Tags dans l’immeuble de la Bastide : « Nous ne sommes pas impressionnés par ces menaces »

2 mars 2021 à 10h31 par Hugo Kucharski

FLASH FM

Que s’est-il passé exactement ?

Dimanche, il y a eu un groupe d’individus qui ont tagué dans le hall d’un immeuble et effectué des dégradations sur les murs et sur une porte, et qui ont inscrit des menaces à l’encontre des fonctionnaires de police qui mentionnaient les prénoms et les noms des fonctionnaires de police. Ce qui est très habituel à la Bastide. La nouveauté, c’est qu’étaient mentionnés également le nom de la conjointe d’un des policiers de la BAC. Ce qui est plus inhabituel et assez inexplicable, puisque les jeunes du quartier de la Bastide ne sont pas censés connaître ces informations.

C’est une première ?

Ce n’est pas une première du tout. C’est la 3e fois que ces faits interviennent. C’est soit à Beaubreuil, soit à la Bastide. Il y avait déjà un fonctionnaire de la BAC qui avait l’objet de menaces et qui avait été muté dans un autre service. En ce qui concerne les noms et prénoms des fonctionnaires, soit les secteurs de la Bastide soit les fonctionnaires de la BAC de jour, c’est assez fréquent de retrouver les prénoms et les noms sur les murs avec des menaces associées, mais pour le nom d’un conjoint et les données indiquant l’adresse de conjoint c’est la première fois.

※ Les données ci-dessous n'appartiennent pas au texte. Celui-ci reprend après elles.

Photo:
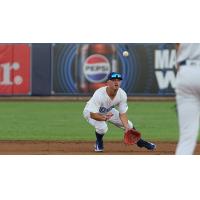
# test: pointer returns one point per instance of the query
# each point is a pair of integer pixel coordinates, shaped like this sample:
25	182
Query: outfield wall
79	69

"Ce n'est pas une première du tout"

Concrètement, qu’est-ce qui va se passer ? Ils vont être protégés, ils vont changer de secteur ?

J’ai déjà vu tous les fonctionnaires de police. Tous vont rester en fonction et ils ne sont pas impressionnés par ces menaces. Le fonctionnaire dont le nom de la conjointe a été tagué fera l’objet d’une mutation interne.

Pourquoi ces jeunes font ça ?

Parce que sur les secteurs de la Bastide, de Beaubreuil, il y a une grosse activité en matière de lutte contre les stupéfiants. Le secteur Nord, qui est implanté localement et qui est la police de proximité et puis la BAC du jour effectue énormément d’interpellations et de mises en cause de dealers. C’est ces dealers-là qui tentent par tous les moyens de se débarrasser des fonctionnaires de police les plus assidus dans la lutte contre le trafic de stups. Ce sont des policiers qui les gênent.

"Nous ne sommes pas impressionnés par ces menaces"

Ces menaces sont en quelque sorte la rançon du succès en matière de lutte contre les stupéfiants dans ces cités puisque ces policiers-là obligent les dealers à sortir de la Bastide et de Beaubreuil pour aller livrer leurs clients qui ne veulent plus venir dans les cités pour se faire approvisionner, craignent évidemment d’être interpellés et d’être verbalisés.

Cela ne va donc entacher en rien le travail de la police dans ces quartiers ?

Non, au contraire même. Je pense que ça a plutôt redynamisé la volonté des uns et des autres de continuer dans cette direction pour qu’il n’y ait plus de rassemblements dans les halls. C’est aussi une des conséquences de cette politique-là. Comme les dealers vont livrer ailleurs, il n’y a plus de regroupements de clients dans les halls. C’est certainement ce qui les gêne le plus, donc ça va au contraire remotiver encore plus les fonctionnaires de police.